In the Gospel of Luke we are given the unique story of Mary and Martha. Martha believed she had her priorities straight. She knew there was work to be done and believed it was her responsibility to complete the tasks before her. Jesus saw things differently.


LUKE 10:38-42

As Jesus and his disciples were on their way, he came to a village where a woman named Martha opened her home to him. She had a sister called Mary, who sat at the Lord’s feet listening to what he said. But Martha was distracted by all the preparations that had to be made. She came to him and asked, “Lord, don’t you care that my sister has left me to do the work by myself? Tell her to help me!”

“Martha, Martha,” the Lord answered, “you are worried and upset about many things, but only one thing is needed. Mary has chosen what is better, and it will not be taken away from her.”


At first it appears that Martha has a legitimate complaint against Mary. Martha is working hard, tirelessly to prepare her home for Jesus. But Mary is sitting at his feet while there is still work to be done.

Jesus hears Martha’s complaint and his response challenges her to realign her priorities. You see, Mary is listening to the Lord of lords, the King of kings! Mary understands that the work can wait. She understands that what Jesus is saying is more important than sweeping floors or preparing food. You see, Jesus was talking about what he always talked about—his father in heaven, the Kingdom of God, the wedding banquet that will never end.

Like Martha, we often place more value on action, on work, than on listening. We dive into projects designed to better our society. We clean ditches and build parks. We knit quilts and shingle houses, and these things are good, work is good, but work alone is not the Gospel.

The Gospel is the story of the Son of God, who left heaven, was tempted by Satan, and conquered. The Gospel is the story of a Savior who walked in our shoes, was crucified in our place and three days later rose from the dead, thereby removing the sting of death. The Gospel is the story of a perfect and holy God calling out to sinners who are helpless and lost in darkness. Are you listening?

Work is good, but when we place work ahead of the Good News—the fact that we are saved by grace alone through faith alone, then we are in danger of missing the point. And if we miss the point, we miss the wedding banquet of the Lamb.

A few months after my brother-in-law’s wedding, a family portrait taken at the wedding appeared on the wall in my father-in-law’s home. It was a photo of great joy and celebration. I was noticeably absent from the picture. My heart sank as I looked at the photo and my priorities were realigned, but it was too late. I’d missed the wedding!

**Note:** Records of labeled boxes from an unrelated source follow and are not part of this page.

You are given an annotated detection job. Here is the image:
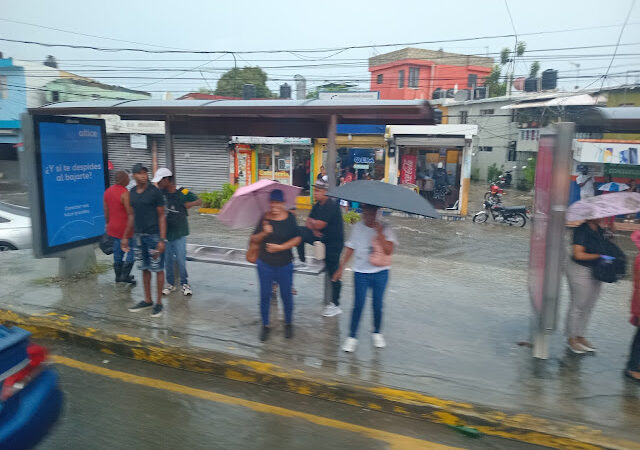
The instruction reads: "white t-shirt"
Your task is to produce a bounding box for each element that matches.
[576,174,595,199]
[344,222,398,273]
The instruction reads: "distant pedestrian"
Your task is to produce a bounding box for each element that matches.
[103,170,136,285]
[333,205,398,352]
[565,219,606,354]
[625,231,640,383]
[251,189,300,342]
[122,164,167,317]
[151,167,202,295]
[298,181,344,317]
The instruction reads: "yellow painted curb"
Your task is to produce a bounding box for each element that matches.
[0,309,640,450]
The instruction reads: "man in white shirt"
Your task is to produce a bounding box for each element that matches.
[576,165,595,200]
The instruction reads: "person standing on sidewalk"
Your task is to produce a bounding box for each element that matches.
[251,189,300,342]
[298,180,344,317]
[122,164,167,317]
[565,219,606,355]
[624,230,640,383]
[333,205,398,353]
[151,167,202,295]
[103,170,136,285]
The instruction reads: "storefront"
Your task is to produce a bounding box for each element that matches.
[385,125,478,216]
[229,136,312,208]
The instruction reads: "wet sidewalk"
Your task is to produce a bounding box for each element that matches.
[0,246,640,448]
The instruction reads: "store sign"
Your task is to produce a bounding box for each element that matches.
[400,155,418,184]
[573,139,640,165]
[231,136,311,145]
[34,116,108,255]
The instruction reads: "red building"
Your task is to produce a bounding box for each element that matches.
[369,48,494,100]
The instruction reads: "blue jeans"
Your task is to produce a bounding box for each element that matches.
[257,259,293,326]
[111,236,135,263]
[349,270,389,338]
[164,236,188,286]
[135,234,164,272]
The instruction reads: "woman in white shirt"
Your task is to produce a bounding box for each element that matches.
[333,205,397,352]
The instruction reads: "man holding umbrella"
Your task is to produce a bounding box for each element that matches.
[298,180,344,317]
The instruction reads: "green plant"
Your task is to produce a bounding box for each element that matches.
[487,163,502,181]
[342,211,360,223]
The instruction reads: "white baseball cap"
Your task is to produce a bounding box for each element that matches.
[151,167,173,183]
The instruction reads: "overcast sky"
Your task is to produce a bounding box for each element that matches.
[0,0,640,97]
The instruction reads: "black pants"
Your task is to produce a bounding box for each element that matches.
[298,227,343,306]
[627,327,640,372]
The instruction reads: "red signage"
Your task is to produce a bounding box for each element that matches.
[400,155,418,184]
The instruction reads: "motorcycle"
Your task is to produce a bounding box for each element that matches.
[473,200,527,227]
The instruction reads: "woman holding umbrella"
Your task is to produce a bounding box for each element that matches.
[333,205,398,352]
[251,189,301,342]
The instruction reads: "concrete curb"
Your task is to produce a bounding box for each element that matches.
[0,309,640,449]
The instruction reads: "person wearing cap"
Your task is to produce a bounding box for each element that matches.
[103,170,136,285]
[122,164,167,317]
[251,189,300,342]
[298,180,344,317]
[151,167,202,295]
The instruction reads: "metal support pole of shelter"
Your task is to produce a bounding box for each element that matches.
[164,116,176,179]
[533,122,575,359]
[324,114,338,305]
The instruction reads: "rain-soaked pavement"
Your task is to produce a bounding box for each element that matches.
[0,182,640,441]
[37,343,541,450]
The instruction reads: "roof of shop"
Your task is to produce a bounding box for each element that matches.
[29,100,434,137]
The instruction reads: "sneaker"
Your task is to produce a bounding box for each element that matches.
[342,338,358,353]
[162,284,177,295]
[322,303,342,317]
[371,333,387,348]
[151,303,163,317]
[129,301,153,312]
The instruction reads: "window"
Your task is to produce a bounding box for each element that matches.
[408,67,420,88]
[0,75,9,98]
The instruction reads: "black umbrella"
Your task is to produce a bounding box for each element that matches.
[327,180,440,219]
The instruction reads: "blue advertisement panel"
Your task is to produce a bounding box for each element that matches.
[36,118,108,254]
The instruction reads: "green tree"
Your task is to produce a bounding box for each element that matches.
[215,67,273,98]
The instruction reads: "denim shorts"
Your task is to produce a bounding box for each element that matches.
[134,234,164,272]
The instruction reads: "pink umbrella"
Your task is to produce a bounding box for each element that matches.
[218,180,302,228]
[567,192,640,222]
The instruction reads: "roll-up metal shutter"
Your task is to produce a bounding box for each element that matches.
[107,134,166,184]
[173,135,229,193]
[396,136,464,147]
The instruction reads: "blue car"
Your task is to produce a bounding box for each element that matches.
[0,326,62,450]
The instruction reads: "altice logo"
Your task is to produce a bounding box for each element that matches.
[78,130,98,137]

In heaven, there is a book that lists every individual invited to the wedding banquet of the Lamb and his bride. No good deed can put your name on the list; no amount of work can earn you a seat at the table. It is by faith alone that you are invited to the celebration, and faith comes from hearing the message, the word of Christ (Romans 10:17). Are you listening? He who has an ear, rejoice, for your seat in eternity awaits.